If you've tried to renew or purchase cyber insurance recently, you may have noticed something: it's more expensive, the application is longer, and some carriers are declining coverage altogether. The cyber insurance market has fundamentally changed, and the reason is ransomware.

What Changed

Ransomware claims have exploded. Colonial Pipeline ($4.4M ransom), JBS Foods ($11M), Kaseya (attempted $70M). The average ransomware payment in 2021 is over $500,000. Insurance carriers are paying out more in claims than they're collecting in premiums. That's unsustainable.

The result: carriers are raising premiums (50-100% increases are common), reducing coverage limits, adding exclusions, and requiring specific security controls before they'll issue a policy.

What Insurers Now Require

Most cyber insurance applications in 2021 ask specific questions about:

  • Multi-factor authentication: Do you require MFA for remote access, email, and admin accounts? This is now a dealbreaker. No MFA often means no coverage.
  • Endpoint detection and response: Do you have EDR (not just antivirus) on all endpoints?
  • Backup integrity: Are backups tested regularly? Are they air-gapped or immutable?
  • Patch management: How quickly do you apply critical patches? Do you have a documented patching process?
  • Email filtering: Do you have advanced email security beyond basic spam filtering?
  • Security awareness training: Do you conduct regular phishing simulations and training?
  • Incident response plan: Do you have a documented plan?
  • Network segmentation: Is your network segmented to limit lateral movement?

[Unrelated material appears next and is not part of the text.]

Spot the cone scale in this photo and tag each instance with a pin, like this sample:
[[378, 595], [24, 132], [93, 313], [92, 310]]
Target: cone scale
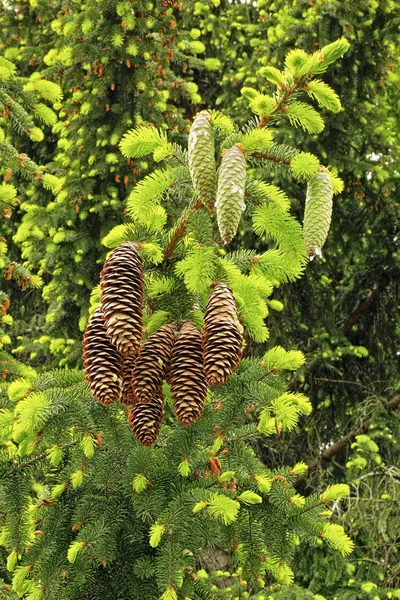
[[127, 394], [121, 287], [145, 420], [152, 363], [102, 362], [222, 339], [186, 376]]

Answer "no" to several of these and you'll either face significantly higher premiums, reduced coverage, or outright denial.

The Silver Lining

Here's the thing: every control that insurers are requiring is something we've been recommending for years. MFA, EDR, tested backups, patching, training, segmentation. The insurance industry is now enforcing the security basics that many organizations wouldn't adopt voluntarily.

If you've been following the advice in this blog, you're well-positioned for cyber insurance. If you haven't, the insurance application is your wake-up call.

What to Do

  1. Start with MFA. If you implement nothing else, implement MFA on email, remote access, and admin accounts. It's the single most common disqualifier.
  2. Document everything. Insurers want evidence. Document your security policies, backup procedures, patch schedules, and training records.
  3. Work with a specialized broker. Cyber insurance is specialized. Work with a broker who understands the market and can match you with carriers appropriate for your industry and size.
  4. Budget for premium increases. Expect 25-100% increases at renewal. Budget accordingly.
  5. Don't let coverage lapse. A gap in cyber insurance coverage is a gap in financial protection. Renew on time.

Cyber insurance was always meant to be a backstop, not a substitute for security. The market is finally enforcing that distinction.